Herewith are some brief notes on garbage collection, current on 2012-07-16:
Right now cowjac has no garbage collection (which means garbage accrues indefinitely), but most of the hooks are in place for some. Actually adding a simple mark/sweep collector should be easy.
The basic setup is:
- A manual chain of stackframes is maintained by the compiler, so whenever a method is called, a new stackframe object is allocated (on the stack) and added to the chain. Whenever a reference-like local variable is modified, a copy gets stored in this object.
- A manual list of root objects is also maintained (via ContainsGlobalReferences). Each thread's root stackframe is one of these.
- All objects that contain references implement a mark() which recursively marks all contained references (if not already marked). Stackframes count here: when a stackframe is marked it marks its reference-like locals and then calls mark() on the next frame on the stack.
- A third list of all allocated objects is maintained by the root object constructor and destructor.
- Objects may be marked, and may be immutable.

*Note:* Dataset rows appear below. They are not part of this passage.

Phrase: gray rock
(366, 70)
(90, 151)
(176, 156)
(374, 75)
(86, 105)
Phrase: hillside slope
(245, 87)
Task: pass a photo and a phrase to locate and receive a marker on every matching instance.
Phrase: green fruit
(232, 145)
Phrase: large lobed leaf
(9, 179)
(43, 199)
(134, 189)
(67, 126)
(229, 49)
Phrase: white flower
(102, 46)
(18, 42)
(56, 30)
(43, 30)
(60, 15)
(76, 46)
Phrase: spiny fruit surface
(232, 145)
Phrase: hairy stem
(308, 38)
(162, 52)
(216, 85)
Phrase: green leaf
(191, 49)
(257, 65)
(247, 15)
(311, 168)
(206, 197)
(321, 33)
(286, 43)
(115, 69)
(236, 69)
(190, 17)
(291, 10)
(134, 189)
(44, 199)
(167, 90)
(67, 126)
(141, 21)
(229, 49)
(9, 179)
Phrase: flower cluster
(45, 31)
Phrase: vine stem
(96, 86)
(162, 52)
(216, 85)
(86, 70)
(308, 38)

In order to do a collection, then, all we need to do is:
- Stop all threads at a safe point. (How to be determined later.)

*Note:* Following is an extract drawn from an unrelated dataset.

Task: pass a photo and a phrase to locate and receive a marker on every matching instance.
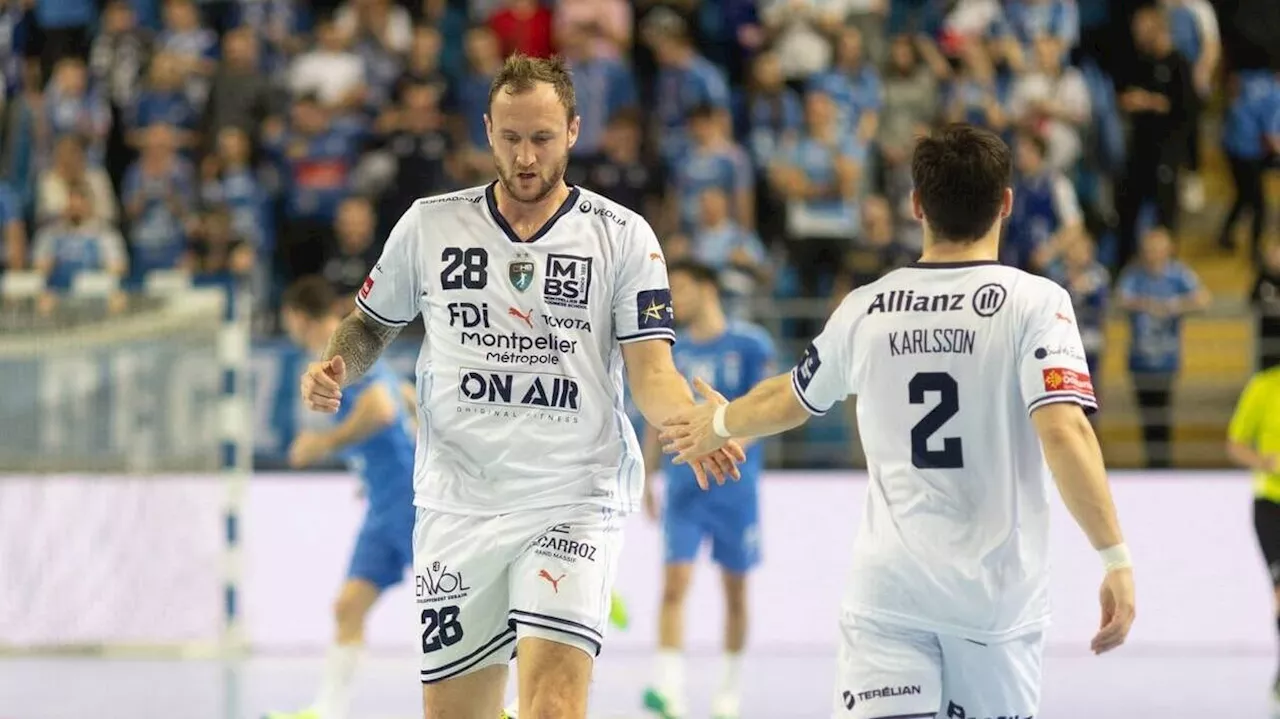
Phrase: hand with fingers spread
(691, 436)
(321, 385)
(1118, 610)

- Traverse the list of all objects and clear the mark.
- Traverse the list and mark all immutable objects.
- Traverse the list of roots and mark all references recursively. (Including stackframes.)
- Now, any object which is not marked is garbage, so traverse the list again and delete it.
- Resume threads.
This is a stop-the-world collector, and is not necessarily that efficient. But it should be simple to implement, reasonably easy to debug, and may stand a chance of working.
Note that there a couple of places in cowjac where live references aren't anchored: exceptions in flight, for example. This imposes certain constraints on what we can do. These can probably all be fixed later, but for now this approach should be fine.